The old delta philosopher, whose nightly companions are the bones or warriors of a once proud and defiant race, has found among other things a rude stone device which he at first believed was either a weapon or some implement of husbandry or culinary use. But this theory he has since abandoned and is satisfied In his own mind that it was undoubtedly the mace or royal scepter, which was carried by the man of large frame who as a herald always announced the approach of the chieftain of the tribe. When Sir Francis Drake visited along these shores more than 300 years ago he reported having found the chief, or king, as Drake called him, thus accompanied. The chief was invariably distinguished by wearing an ornamental chain of a boney substance "every link or particle thereof being very little and thin, most finely burnished, with a hole pierced through the middest." Small links answering this description have been discovered in the mound. There are other links that might have been used as wampum. These consist of shells strung on sinews or fiber, rubbed down to a circular shape. In the burial of the Indians of that day it was the custom to lay the weapons and effects away with the bodies of their owners. It was also their practice in preparing the bodies for burial to double the knees against the chest, and thus bind them firmly with a stout cord. The bodies uncovered at the Topango delta are for the most part in this position, although some of them have evidently fallen over. Beside them, too, are found the stone implements, the flint arrow heads and the other bone and stoned rills, needles, implements and handiworks and tools of the craft.
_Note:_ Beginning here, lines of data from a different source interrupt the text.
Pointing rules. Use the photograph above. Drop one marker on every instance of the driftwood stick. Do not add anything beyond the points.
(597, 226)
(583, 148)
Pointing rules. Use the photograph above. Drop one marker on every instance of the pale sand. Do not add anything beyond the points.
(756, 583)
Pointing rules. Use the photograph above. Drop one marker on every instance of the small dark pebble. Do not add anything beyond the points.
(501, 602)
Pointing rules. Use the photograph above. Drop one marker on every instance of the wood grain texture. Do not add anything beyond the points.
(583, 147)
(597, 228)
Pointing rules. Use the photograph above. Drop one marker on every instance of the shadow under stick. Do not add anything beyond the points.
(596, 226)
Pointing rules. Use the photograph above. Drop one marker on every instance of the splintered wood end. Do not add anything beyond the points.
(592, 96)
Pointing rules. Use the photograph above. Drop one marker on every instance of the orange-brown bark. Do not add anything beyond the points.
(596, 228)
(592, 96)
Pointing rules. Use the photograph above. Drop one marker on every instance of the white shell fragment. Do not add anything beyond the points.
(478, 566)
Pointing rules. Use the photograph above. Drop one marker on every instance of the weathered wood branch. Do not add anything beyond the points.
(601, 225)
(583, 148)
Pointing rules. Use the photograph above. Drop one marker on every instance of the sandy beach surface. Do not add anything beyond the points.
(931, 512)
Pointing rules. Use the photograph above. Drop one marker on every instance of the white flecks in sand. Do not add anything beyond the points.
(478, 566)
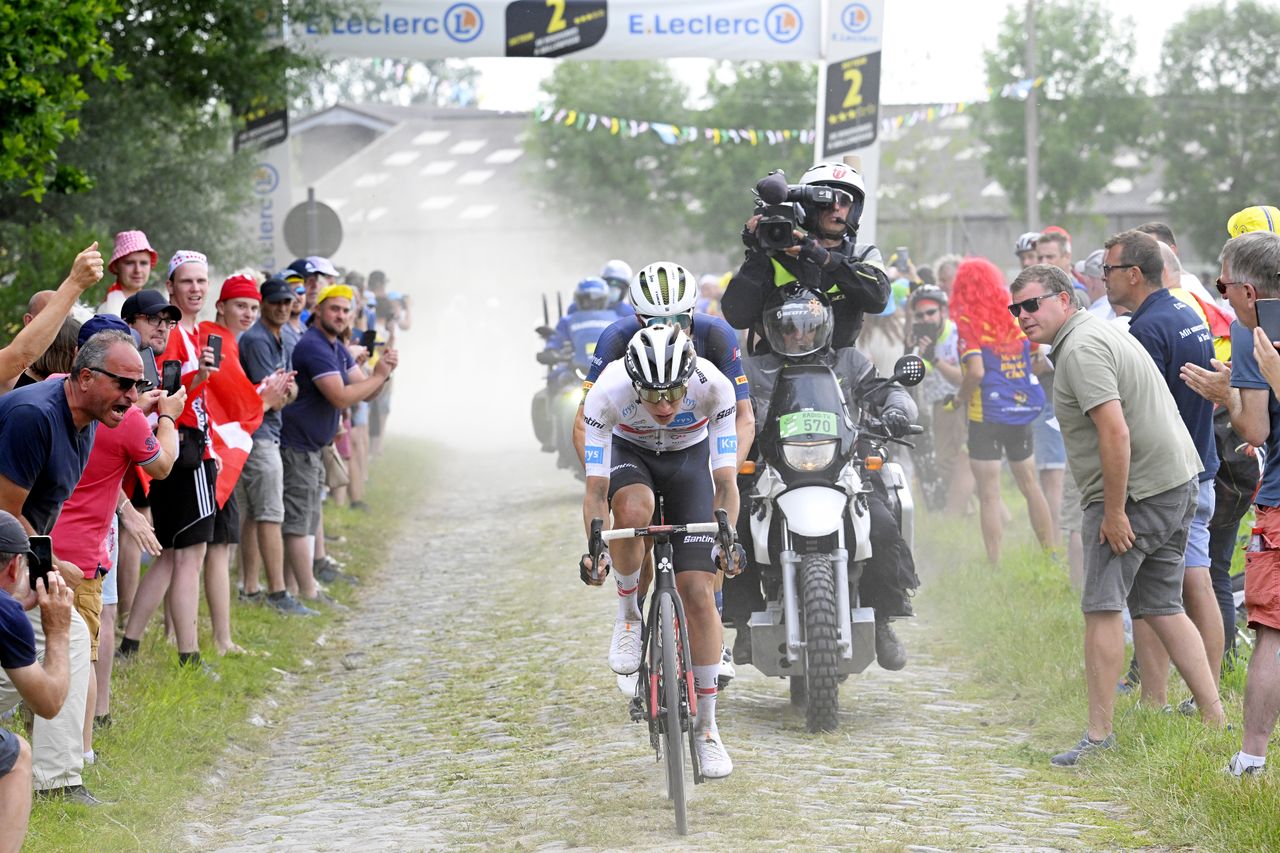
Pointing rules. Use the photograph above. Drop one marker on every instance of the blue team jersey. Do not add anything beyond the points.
(714, 340)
But the generally-accepted theory of Coolbaugh as well as of those who have viewed the ancient burial mound is that the burial antedated the coming of Drake by many years, as the stories that were told by the natives to the Padres in 1776, when Junipero Serra visited the Malibu coastline, included no recital of a general slaughter during the years immediately preceding. The memory of those then living, coupled with the tales that had been told to them by their fathers and grandsires, carried the history of the canyons back to Drake's time. The next backward step leads to Cabrillo, the Portuguese navigator, who sailed the waters of Santa Monica Bay as early as 1542, touching at the mouth of the Santa Monica barranca. He found the natives who flocked to the beach to greet him a friendly race and their relations during his brief stay were pleasant. In their recital to him of their tribal customs, they spoke of the practice of burying the dead, rather than cremating them. They also told him that it was their practice to place at the feet of the sitting dead such articles as they may have owned. Those stone tools were to indicate the occupation of the dead. In exhuming the remains found in the Topango Mound. Coolbaugh finds the stone implements and dishes thus placed. With them he finds also bone whistles, such as might have been used by these Indians who sang funeral dirges, with accompaniment whistled through a deer's leg bone.
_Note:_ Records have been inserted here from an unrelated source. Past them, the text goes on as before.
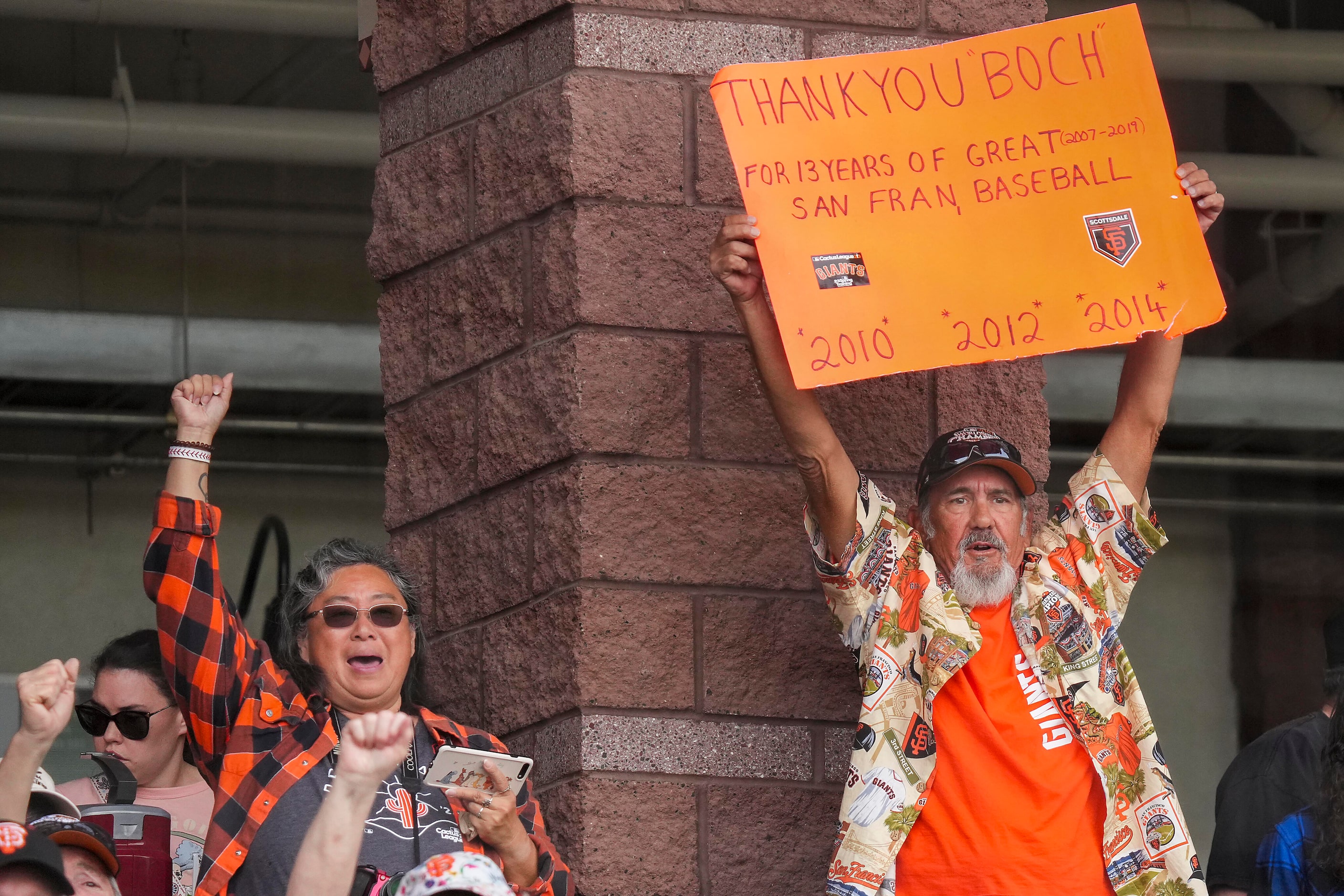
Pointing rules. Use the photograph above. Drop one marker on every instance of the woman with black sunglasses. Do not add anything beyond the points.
(265, 720)
(135, 718)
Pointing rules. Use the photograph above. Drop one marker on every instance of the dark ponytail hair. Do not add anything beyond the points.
(135, 652)
(139, 652)
(1327, 852)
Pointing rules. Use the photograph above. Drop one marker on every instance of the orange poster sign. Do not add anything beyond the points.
(984, 199)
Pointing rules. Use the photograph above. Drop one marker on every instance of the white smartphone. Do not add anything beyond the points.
(463, 768)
One of the first skulls brought to the light of day was found to have a long flint arrowhead deeply imbedded in the region of the temple. Several of the other skeletons show deep fractures such as might have been inflicted by battleaxes or tomahawks, but as yet no war clubs or axes of any description have been discovered. Another of the skulls had horns, which protruded from near the front of the ear cavity and encircled the head. These horns, which were two or three inches In length, were apparently of the same bone composition as the skulls and had evidently been a part of them; but they were so slender and mellow with age that at the first handling after exposure to the air the horns became separated from the skull.